1. Field of the Invention
The present invention relates to an oven, and more particularly, to an oven for rapidly cooling a cooking chamber door.
2. Description of the Related Art
Generally, ovens are structured to heat a cooking chamber using electricity or gas to cook food placed in the cooking chamber. Since the cooking chamber of the oven is maintained at a high temperature when cooking food, a door for opening and closing the cooking chamber is also heated to a high temperature.
Thus, for safety, the oven should have a structure to cool the door under a prescribed temperature. For example, U.S. Pat. No. 3,889,099 discloses a structure to cool a door using a cooling fan installed in an oven when cooking food.
In the conventional oven, ambient air flows in the door by the cooling fan installed at the upper side of the conventional oven to cool the door when cooking food.

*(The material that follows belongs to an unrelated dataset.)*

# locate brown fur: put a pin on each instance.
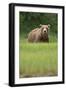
(39, 34)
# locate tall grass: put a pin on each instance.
(37, 59)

However, since the cooling fan, in the conventional oven, forces ambient air from an upper side to a lower side of the door through a nozzle, ambient air does not flow uniformly over the entire surface of the door. Thus, the door cannot be efficiently and rapidly cooled.
Moreover, since the conventional oven does not have a structure for separating hot air generated while cooking food in the cooking chamber from cooling air and discharging the hot air, it is difficult to devise a structure capable of reducing the door temperature.